12. Dans ces conditions, il y a lieu de condamner la commune de Chambray-les-Tours à garantir la société SADE à hauteur de 30% de la condamnation du point 10, soit à la somme de 23 269,41 euros.

Sur les conclusions reconventionnelles présentées par la société SADE :

13. Si la société SADE demande au tribunal de condamner la commune de Chambray-les-Tours à la garantir de la condamnation prononcée par le tribunal judiciaire de Tours au profit de l’ASL de l’Allée Brûlée, ces conclusions, alors même qu’elles se rapportent à une même opération de travaux, présentent à juger un litige distinct de celui dont est saisi le tribunal, fondé sur la responsabilité décennale du constructeur. Par suite, ces conclusions sont irrecevables et ne peuvent qu’être rejetées.

Sur les frais de l’instance :

14. Les dispositions de l’article L. 761-1 du code de justice administrative font obstacle à ce qui soit mise à la charge de la commune de Chambray-les-Tours, qui n’est pas la partie principalement perdante dans la présente instance, la somme que demande la société SADE. Il y a lieu, dans les circonstances de l’espèce, de mettre à la charge de la société SADE la somme de 1 500 euros à verser à la commune de Chambray-les-Tours sur le fondement de ces dispositions.

15. La présente instance ne comporte aucun dépens, les frais de l’expertise ordonnée par le juge judiciaire constituant un préjudice financier dont la commune n’a pas demandé la réparation. Les conclusions de la requête afférentes aux dépens de l’instance doivent dès lors être rejetées.


D E C I D E :


Article 1er : La société SADE est condamnée à verser à la commune de Chambray-les-Tours la somme de 77 564,70 euros TTC.

Article 2 : La société SADE versera à la commune de Chambray-les-Tours la somme de 1 500 euros sur le fondement des dispositions de l'article L. 761-1 du code de justice administrative.

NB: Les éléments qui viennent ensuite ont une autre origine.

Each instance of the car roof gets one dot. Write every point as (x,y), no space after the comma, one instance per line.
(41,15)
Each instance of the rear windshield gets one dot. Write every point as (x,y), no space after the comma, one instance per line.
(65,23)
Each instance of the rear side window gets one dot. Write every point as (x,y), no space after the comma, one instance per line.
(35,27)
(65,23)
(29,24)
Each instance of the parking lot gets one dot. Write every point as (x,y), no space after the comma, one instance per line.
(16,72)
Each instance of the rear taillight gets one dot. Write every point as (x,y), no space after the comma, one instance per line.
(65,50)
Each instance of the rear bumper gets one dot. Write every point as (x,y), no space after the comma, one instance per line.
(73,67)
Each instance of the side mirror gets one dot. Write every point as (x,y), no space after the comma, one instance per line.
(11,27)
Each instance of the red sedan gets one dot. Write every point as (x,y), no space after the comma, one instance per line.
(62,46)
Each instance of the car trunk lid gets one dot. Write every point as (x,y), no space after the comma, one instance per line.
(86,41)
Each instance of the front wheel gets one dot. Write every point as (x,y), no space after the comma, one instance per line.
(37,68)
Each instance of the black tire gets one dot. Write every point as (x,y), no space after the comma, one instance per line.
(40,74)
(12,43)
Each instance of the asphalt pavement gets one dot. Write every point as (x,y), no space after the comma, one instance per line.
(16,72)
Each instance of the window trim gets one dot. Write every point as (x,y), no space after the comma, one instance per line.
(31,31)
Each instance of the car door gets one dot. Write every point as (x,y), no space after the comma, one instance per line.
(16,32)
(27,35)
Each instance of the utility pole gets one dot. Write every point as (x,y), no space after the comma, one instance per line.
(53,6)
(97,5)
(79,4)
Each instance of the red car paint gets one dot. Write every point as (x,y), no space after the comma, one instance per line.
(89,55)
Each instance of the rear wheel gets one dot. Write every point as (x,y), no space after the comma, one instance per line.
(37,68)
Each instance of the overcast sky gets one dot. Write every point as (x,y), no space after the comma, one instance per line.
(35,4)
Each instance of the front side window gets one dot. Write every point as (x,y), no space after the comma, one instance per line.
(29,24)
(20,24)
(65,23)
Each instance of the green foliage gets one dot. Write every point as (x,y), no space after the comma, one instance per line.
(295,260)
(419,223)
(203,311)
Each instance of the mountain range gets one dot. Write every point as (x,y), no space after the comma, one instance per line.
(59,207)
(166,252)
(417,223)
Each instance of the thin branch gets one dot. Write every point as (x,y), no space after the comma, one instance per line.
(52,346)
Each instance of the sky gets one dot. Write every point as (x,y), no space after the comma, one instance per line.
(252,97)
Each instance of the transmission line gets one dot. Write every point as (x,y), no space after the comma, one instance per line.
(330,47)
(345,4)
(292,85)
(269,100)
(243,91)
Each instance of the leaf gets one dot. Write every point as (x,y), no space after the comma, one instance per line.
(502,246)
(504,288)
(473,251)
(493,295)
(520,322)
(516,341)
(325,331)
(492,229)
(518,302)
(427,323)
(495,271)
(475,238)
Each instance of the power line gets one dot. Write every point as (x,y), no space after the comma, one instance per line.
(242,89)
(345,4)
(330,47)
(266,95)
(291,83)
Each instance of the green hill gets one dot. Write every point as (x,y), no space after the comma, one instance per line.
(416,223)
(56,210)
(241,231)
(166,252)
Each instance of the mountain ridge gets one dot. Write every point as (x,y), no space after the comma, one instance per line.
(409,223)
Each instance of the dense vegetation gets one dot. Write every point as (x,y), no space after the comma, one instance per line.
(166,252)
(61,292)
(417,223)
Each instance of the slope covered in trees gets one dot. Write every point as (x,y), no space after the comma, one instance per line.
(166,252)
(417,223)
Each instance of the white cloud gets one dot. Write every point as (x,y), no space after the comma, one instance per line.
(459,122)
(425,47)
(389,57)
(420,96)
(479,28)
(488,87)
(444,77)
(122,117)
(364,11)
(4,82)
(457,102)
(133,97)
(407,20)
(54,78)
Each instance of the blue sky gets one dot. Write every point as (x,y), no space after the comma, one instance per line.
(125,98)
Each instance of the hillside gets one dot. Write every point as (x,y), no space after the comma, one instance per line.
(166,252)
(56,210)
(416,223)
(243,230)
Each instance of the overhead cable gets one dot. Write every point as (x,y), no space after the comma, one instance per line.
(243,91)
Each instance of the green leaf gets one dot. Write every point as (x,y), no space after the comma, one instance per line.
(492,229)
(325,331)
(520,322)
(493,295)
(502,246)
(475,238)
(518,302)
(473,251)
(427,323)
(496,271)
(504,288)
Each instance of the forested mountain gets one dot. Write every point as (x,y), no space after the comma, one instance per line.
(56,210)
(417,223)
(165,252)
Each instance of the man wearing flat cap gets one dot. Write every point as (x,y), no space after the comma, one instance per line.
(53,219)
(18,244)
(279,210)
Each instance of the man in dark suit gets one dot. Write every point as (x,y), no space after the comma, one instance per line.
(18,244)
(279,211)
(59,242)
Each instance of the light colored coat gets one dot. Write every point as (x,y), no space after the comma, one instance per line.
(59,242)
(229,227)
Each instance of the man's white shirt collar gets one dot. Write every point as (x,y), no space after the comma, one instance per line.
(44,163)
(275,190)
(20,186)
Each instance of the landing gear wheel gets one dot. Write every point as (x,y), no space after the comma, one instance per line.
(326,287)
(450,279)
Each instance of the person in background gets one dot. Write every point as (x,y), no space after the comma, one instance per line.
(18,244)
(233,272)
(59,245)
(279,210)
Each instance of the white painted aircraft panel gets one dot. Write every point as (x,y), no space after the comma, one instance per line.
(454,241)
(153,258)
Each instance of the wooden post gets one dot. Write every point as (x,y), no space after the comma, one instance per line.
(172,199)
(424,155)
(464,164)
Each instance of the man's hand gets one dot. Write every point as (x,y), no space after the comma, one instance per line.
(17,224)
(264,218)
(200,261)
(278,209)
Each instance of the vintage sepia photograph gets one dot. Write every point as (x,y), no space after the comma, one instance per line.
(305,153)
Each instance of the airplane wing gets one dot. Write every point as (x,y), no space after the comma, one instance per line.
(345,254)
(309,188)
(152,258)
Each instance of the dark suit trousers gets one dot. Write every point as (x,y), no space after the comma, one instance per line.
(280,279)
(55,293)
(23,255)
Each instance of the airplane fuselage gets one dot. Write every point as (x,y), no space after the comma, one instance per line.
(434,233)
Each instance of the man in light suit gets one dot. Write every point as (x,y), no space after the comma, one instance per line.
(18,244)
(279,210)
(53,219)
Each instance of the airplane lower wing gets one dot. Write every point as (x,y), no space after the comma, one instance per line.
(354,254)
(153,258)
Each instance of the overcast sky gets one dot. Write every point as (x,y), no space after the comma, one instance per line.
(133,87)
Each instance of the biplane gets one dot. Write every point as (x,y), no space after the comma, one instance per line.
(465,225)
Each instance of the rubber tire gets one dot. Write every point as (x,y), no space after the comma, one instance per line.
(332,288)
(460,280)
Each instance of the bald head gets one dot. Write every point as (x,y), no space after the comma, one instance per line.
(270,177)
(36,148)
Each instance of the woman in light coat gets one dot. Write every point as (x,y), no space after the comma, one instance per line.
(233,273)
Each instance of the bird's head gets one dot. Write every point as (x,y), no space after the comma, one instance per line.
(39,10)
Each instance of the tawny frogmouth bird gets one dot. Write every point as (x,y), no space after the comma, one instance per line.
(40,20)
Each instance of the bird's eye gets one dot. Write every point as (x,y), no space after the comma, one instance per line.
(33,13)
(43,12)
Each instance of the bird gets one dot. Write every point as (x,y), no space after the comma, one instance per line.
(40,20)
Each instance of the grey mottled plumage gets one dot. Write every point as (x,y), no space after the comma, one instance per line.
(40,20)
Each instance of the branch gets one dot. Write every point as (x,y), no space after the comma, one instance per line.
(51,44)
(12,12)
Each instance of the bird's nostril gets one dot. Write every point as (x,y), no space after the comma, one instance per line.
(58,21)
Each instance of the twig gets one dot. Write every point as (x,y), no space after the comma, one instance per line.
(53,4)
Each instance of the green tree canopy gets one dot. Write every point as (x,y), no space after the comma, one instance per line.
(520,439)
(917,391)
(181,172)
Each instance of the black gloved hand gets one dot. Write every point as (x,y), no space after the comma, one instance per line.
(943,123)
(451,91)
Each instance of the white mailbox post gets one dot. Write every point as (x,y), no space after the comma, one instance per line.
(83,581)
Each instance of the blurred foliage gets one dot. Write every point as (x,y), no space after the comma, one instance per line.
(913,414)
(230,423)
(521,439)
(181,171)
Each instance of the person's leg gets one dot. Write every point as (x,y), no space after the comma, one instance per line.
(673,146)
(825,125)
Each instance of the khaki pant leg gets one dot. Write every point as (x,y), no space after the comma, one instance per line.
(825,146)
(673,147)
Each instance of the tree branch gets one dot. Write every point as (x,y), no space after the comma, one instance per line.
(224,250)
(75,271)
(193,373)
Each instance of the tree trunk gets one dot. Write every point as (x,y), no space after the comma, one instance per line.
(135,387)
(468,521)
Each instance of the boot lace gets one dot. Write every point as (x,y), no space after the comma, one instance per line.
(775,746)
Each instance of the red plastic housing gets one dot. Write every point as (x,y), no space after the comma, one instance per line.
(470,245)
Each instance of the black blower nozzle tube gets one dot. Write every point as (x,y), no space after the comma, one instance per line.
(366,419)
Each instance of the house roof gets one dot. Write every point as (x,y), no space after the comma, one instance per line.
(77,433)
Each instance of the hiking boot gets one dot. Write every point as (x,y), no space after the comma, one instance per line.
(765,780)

Article 3 : Les conclusions de la requête sont rejetées pour le surplus.

Article 4 : La commune de Chambray-les-Tours est condamnée à garantir la société SADE à hauteur de 30% de la condamnation de l’article 1er.

Article 5 : Les conclusions reconventionnelles ainsi que les conclusions de la société SADE présentées sur le fondement des dispositions de l'article L. 761-1 du code de justice administrative sont rejetées.

Article 6 : Le présent jugement sera notifié à la commune de Chambray-les-Tours et à la société SADE.
Copie en sera adressée pour information à l’association syndicale libre de l’Allée Brûlée.

Délibéré après l’audience du 20 juin 2024, à laquelle siégeaient :
M. Guével, président,
M. Jaosidy, premier conseiller,
M. Gasnier, conseiller.


Rendu public par mise à disposition au greffe le 4 juillet 2024.


Le rapporteur,





Jean-Luc JAOSIDY



Le président,





Benoist GUEVEL
La greffière,



Marie-Josée PRECOPE


La République mande et ordonne au préfet d’Indre-et-Loire en ce qui le concerne ou à tous commissaires de justice à ce requis en ce qui concerne les voies de droit commun contre les parties privées, de pourvoir à l’exécution de la présente décision.